LSE glitch did not hinder gains -TR data
By Jane Baird
LONDON (Reuters) - Rival operators failed to benefit from Thursday's system failure at the London Stock Exchange, which gained market share despite halting trading for several hours due to technical glitches, Thomson Reuters data showed.
The LSE's market share rose by more than 5 percentage points to 62.85 percent of FTSE 100 stocks on Thursday, a day that it put all order-driven securities into an auction call period from just after 10:30 a.m. to 2 p.m.
A system failure at the exchange theoretically could drive customers to trade at its major rivals, multilateral trading facilities (MTFs) such as Chi-X and BATS.

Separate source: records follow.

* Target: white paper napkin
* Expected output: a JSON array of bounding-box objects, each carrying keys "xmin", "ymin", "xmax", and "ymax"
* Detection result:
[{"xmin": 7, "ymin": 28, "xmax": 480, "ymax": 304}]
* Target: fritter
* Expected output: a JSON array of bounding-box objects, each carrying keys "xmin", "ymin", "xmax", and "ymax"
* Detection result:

But market players cited a combination of brokers' inadequate routing systems and the LSE's move to auction status to explain why that did not happen.
The exchange typically moves a stock into a pre-auction phrase and then holds an auction if something out of the ordinary is affecting a company, and the aim is to give people breathing room and let things calm down to prevent disorder in the market, said Richard Balarkas, president and chief executive of Instinet Europe Ltd.
For that reason, many brokers' order routing systems are programmed to stop trading when a stock goes into the pre-auction phase, he said.
"The auction phase is typically five minutes long, not three hours," he said. "The LSE should have said, 'We have a problem. Please trade somewhere else'."
Some traders depend on the LSE's pricing as the basis for arbitraging prices on the MTFs, and the LSE halt would have affected many of those models, he said. Continued...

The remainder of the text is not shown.